# The Sparsifier Class

In this notebook we introduce the `Sparsifier` class and demonstrate its basic functionality

In [None]:
import numpy as np
from sparseklearn import Sparsifier

In [None]:
%load_ext autoreload
%autoreload 2

## Fitting the sparsifier

`fit_sparsifier` will apply the transform $HD$ to $X$, draw the `num_feat_comp` indices we will keep for each row of $HDX$, and then discard the data. As an example, we'll generate a dataset $X \in \mathbb{R}^{10 \times 5}$, where each row is a datapoint and there are 5 features.

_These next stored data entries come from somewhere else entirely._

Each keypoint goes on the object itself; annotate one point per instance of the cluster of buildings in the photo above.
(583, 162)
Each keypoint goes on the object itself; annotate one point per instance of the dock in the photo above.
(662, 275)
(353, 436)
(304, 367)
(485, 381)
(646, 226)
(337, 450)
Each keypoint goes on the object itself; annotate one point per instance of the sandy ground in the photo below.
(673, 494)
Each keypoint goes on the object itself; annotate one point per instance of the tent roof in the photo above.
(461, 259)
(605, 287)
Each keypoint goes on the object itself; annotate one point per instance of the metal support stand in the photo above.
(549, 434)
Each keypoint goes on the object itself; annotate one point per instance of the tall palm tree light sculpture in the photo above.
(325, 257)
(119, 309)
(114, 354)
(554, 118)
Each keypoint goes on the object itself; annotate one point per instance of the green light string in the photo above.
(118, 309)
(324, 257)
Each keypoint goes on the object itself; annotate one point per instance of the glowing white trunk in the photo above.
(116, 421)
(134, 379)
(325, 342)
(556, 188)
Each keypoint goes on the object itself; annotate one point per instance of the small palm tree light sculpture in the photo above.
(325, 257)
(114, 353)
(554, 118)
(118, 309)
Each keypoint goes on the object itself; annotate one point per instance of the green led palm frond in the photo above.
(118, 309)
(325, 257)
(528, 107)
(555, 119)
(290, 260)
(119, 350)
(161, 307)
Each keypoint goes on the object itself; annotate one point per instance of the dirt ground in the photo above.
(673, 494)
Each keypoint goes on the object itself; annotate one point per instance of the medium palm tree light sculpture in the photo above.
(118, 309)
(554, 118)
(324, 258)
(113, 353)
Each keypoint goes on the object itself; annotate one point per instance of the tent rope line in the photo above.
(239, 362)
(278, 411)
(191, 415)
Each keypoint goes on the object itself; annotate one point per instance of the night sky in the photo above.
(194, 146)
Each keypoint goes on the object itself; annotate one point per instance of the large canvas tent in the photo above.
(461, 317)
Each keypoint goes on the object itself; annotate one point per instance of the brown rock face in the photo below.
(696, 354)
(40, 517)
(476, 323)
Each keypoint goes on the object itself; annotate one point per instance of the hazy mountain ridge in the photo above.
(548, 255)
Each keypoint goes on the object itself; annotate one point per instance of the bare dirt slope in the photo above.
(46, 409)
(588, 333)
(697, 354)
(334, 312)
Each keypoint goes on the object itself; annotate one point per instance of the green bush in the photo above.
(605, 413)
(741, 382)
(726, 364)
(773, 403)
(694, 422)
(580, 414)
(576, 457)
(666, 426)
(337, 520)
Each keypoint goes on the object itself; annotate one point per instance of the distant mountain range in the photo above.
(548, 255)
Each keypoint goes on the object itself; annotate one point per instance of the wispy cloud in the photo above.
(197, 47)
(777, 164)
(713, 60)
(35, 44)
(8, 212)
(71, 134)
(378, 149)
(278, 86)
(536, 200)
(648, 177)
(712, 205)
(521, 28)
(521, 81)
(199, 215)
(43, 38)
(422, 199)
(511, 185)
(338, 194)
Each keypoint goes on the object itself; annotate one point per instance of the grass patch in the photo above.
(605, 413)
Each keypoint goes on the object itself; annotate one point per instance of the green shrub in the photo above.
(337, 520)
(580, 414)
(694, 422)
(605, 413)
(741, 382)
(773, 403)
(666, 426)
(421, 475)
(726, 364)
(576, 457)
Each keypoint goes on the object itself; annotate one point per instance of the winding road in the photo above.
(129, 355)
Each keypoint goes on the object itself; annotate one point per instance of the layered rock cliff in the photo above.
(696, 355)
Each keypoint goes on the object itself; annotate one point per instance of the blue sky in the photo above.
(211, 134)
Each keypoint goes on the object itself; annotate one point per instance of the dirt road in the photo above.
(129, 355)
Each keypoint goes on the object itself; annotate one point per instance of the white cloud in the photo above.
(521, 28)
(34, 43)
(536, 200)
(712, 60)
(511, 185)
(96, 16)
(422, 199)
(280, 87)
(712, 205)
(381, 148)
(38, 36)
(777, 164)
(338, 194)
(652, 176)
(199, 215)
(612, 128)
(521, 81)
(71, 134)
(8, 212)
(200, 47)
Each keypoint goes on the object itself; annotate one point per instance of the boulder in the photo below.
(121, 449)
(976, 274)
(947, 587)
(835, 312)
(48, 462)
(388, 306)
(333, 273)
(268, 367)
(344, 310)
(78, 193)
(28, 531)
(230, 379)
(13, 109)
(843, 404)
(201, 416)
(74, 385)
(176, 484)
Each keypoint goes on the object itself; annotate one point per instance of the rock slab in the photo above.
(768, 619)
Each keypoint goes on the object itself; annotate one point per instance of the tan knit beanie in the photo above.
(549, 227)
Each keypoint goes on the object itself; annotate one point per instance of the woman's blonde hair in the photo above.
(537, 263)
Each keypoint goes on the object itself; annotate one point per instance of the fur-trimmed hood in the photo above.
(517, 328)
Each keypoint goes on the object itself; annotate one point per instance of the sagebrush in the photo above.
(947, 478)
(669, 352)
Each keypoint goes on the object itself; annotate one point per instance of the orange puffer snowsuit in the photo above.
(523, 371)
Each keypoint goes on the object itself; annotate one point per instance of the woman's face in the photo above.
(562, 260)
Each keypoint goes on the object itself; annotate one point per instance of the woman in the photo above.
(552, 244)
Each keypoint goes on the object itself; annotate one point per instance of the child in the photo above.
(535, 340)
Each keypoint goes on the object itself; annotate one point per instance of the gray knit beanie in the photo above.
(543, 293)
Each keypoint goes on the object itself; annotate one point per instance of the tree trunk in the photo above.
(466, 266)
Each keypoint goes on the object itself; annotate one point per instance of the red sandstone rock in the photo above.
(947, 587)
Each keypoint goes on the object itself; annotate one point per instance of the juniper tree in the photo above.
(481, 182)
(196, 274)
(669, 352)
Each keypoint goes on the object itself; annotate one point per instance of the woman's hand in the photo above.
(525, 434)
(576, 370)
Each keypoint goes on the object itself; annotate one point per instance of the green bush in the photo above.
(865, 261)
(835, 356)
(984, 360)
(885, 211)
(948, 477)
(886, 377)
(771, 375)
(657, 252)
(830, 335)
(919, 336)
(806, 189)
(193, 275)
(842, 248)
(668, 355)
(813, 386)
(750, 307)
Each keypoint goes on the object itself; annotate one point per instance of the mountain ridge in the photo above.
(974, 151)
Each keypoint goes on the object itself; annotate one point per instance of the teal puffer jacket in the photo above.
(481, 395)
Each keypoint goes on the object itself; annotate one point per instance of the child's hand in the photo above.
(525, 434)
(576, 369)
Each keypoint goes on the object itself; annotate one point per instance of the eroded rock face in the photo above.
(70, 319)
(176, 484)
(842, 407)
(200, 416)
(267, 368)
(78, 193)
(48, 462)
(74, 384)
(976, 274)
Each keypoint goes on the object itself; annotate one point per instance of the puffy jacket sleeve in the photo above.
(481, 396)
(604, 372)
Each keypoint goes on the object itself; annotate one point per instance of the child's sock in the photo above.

We'll sparsify $X$ into 3 dimensions, so that we are keeping $RHDX \in \mathbb{R}^{10 \times 3}$.

In [None]:
rs = np.random.RandomState(12)
num_samp, num_feat_full = 10, 5
X = rs.rand(num_samp, num_feat_full)
num_feat_comp = 3
sp = Sparsifier(num_feat_full = num_feat_full, num_feat_comp = num_feat_comp, num_samp = num_samp, random_state = rs, transform = None)
sp.fit_sparsifier(X)

The `mask` attribute indicates which indices are kept for each datapoint:

In [None]:
sp.mask

The `RHDX` attribute contains the data: 

In [None]:
sp.RHDX

Since we didn't use a transform in the Sparsifier, `RHDX` is just a subset of `X`. Check this for an arbitrary datapoint:

In [None]:
row = 3
(X[row][sp.mask[row]] == sp.RHDX[row]).all()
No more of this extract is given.